Текущая страница: 1 (всего у книги 25 страниц)
Нэнси Фармер
Море Троллей
Посвящается, как всегда Гарольду: за то, что отыскал источник Мимира.
Благодарности
Приношу сердечную благодарность Кристин Йоханнс-доттир, профессору из Исландии, взявшей на себя труд прочесть мою рукопись и подсказавшей фрагменты диалога на исландском.
Благодарю доктора Уильяма Ратлиффа за то, что открыл мне доступ к библиотеке Стэнфордского университета.
Выражаю искреннюю признательность моему сыну Дэниелу и моему племяннику Нейтану, подсказавшим мне образ Олафа Однобрового.
И как всегда, спасибо Ричарду Джексону – за то, что согласился рискнуть.
Действующие лица
Люди (саксы)
Аллисон– мать Торгиль.
Бард– друид из Ирландии; известен также под прозвищем Драконий Язык.
Бард Айден– монах со Святого острова.
Джек– в начале книги ему одиннадцать лет.
Колин– сын кузнеца.
Люси– сестра Джека; в начале книги ей пять лет.
Мать Джека и Люси– ведунья.
Отец Джека и Люси– Джайлз Хромоног.
Люди (скандинавы)
Беовульф– прославленный воин.
Гицур Пальцедробитель– хозяин усадьбы, клятвопреступник.
Дотти и Лотти– младшие жены Олафа.
Древесная Нога– друг Эрика Красавчика; нога откушена троллем.
Ивар Бескостный– король, повелитель Олафа; женат на Фрит Полутролльше.
Магнус Мучитель– хозяин усадьбы.
Олаф Однобровый– предводитель берсерков королевы.
Руна– скальд, потерявший голос.
Свен Мстительный– воин из отряда Олафа.
Свиное Рыло, Грязные Штаны, Толстоног, Болван, Болванка– рабы Олафа.
Скакки– сын Олафа и Хейди; шестнадцать лет.
Торгиль– мечтает стать берсерком; двенадцать лет.
Торгрим– отец Торгиль, прославленный берсерк.
Торир– брат Торгиль.
Хейди– старшая жена Олафа; ведунья, родом из Финнмарка.
Хильда– дочь Олафа и Лотти.
Хродгар– король Золотого чертога.
Эгиль Длинное Копье– капитан корабля; не берсерк.
Эйнар Собиратель Ушей– хозяин усадьбы; коллекционирует уши.
Эрик Безрассудный– воин из отряда Олафа; боится темноты.
Эрик Красавчик– воин из отряда Олафа.
Эрик Широкоплечий– воин из отряда Олафа; боится темноты.
Звери и птицы
Глухарка– птица размером с индюшку, с десятью пестрыми цыплятами.

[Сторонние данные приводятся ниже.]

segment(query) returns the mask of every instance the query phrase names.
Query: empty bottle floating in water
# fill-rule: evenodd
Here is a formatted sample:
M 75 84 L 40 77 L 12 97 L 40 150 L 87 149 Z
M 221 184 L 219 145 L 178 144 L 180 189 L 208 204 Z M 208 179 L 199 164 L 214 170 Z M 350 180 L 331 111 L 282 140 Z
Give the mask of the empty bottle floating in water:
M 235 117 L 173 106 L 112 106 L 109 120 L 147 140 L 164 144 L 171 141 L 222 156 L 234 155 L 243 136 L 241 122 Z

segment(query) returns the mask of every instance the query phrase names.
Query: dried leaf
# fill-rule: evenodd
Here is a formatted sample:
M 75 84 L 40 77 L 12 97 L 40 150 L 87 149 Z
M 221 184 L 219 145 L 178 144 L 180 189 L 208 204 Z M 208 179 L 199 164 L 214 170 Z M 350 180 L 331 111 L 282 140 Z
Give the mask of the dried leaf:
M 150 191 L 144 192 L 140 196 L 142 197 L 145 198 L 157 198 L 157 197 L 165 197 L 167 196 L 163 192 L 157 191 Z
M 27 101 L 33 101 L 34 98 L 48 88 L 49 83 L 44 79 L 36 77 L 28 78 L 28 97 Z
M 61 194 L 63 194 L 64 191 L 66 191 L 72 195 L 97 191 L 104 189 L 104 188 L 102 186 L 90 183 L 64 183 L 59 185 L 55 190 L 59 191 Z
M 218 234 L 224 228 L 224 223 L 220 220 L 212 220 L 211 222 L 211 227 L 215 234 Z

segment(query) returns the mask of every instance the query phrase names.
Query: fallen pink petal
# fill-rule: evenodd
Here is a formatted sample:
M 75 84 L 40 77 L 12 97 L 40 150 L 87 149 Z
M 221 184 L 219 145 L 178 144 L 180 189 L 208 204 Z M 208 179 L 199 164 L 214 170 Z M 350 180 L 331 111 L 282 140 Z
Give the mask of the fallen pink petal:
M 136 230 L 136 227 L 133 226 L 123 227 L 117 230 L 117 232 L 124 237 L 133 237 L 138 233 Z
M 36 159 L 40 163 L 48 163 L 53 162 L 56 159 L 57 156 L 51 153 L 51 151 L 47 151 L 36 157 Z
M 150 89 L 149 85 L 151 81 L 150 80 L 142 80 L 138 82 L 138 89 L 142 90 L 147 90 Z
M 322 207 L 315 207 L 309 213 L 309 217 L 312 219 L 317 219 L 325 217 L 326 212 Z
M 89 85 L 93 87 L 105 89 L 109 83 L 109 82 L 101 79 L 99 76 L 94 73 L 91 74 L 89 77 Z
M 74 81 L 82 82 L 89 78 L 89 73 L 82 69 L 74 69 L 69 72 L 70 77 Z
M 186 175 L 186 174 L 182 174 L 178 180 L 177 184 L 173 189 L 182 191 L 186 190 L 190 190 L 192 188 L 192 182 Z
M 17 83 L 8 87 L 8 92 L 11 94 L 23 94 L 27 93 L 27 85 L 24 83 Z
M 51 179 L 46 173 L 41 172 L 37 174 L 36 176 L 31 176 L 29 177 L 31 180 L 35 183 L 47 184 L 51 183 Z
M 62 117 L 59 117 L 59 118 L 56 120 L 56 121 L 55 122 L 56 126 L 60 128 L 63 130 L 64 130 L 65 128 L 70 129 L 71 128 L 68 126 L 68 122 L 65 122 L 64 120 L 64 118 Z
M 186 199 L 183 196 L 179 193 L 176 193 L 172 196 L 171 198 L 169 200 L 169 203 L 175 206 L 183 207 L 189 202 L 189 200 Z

Драконица– самка с выводком драконят.
Задира, Волкобой, Ведьма, Кусака– щенки Медб.
Золотая Щетина– троллий кабан со скверным характером.
Кошки Фрейи– девять гигантских тролльих кошек с роскошной рыже-золотой шерстью.
Медб– ирландский волкодав.
Облачногривый– конь, предки которого родом из страны альвов.
Отважное Сердце– благородный ворон.
Рататоск– белка-сплетница, бегает вверх-вниз по Иггдрасилю.
Снежные совы– семейство из четырех сов в Ётунхейме.
Ётуны (тролли)
Болторн– отец Фонн и Форат; старший супруг Горной королевы.
Горная Королева– Гламдис, владычица Ётунхейма.
Фонн– дочь Горной королевы; говорит на языке людей.
Форат– дочь Горной королевы; говорит на языке китов.
Прочие, не поддающиеся классификации
Грендель– чудовище; его отец был великаном-людоедом.
Норны– никто не знает в точности, кто такие норны, однако они весьма могущественны.
Фрит Полутролльша– оборотень; дочь Горной королевы и неизвестного человека; жена Ивара Бескостного.
Фроти– сестра Фрит; оборотень; мать Гренделя.
Глава 1
ЯГНЯТА
Дужек проснулся еще до первого света и полежал немного, слушая, как холодный февральский ветер хлещет по стенам дома. Вздохнул: похоже, сегодня опять не распогодится. Наслаждаясь последними минутами тепла, перевел взгляд на стропила. Спал он на постели из сухого вереска, закутавшись, словно в кокон, в несколько шерстяных одеял. Пол представлял собою углубление в земле; ветер, просачиваясь под дверь, свистел над Джековой головой.
Дом был сработан на славу: благодаря дубовым стволам-опорам, установленным корневищами кверху, сыростью от земли не тянуло. Можно сказать, отец возводил жилище на глазах у Джека: мальчику тогда только семь стукнуло. Отец-то думал, этакая сложная задача не детского ума дело, но Джек всё схватывал на лету. Он внимательно наблюдал за работой отца и даже теперь, спустя четыре года, не сомневался, что сможет построить дом своими руками. Что-что, а память у мальчика была отменная.
В дальнем конце длинной низкой комнаты мать раздувала огонь для стряпни. На потолочных балках плясали красные блики. Наверху – на чердаке – было теплее, зато дымно. Родители и сестра спали там; Джек же предпочитал свежий воздух у двери.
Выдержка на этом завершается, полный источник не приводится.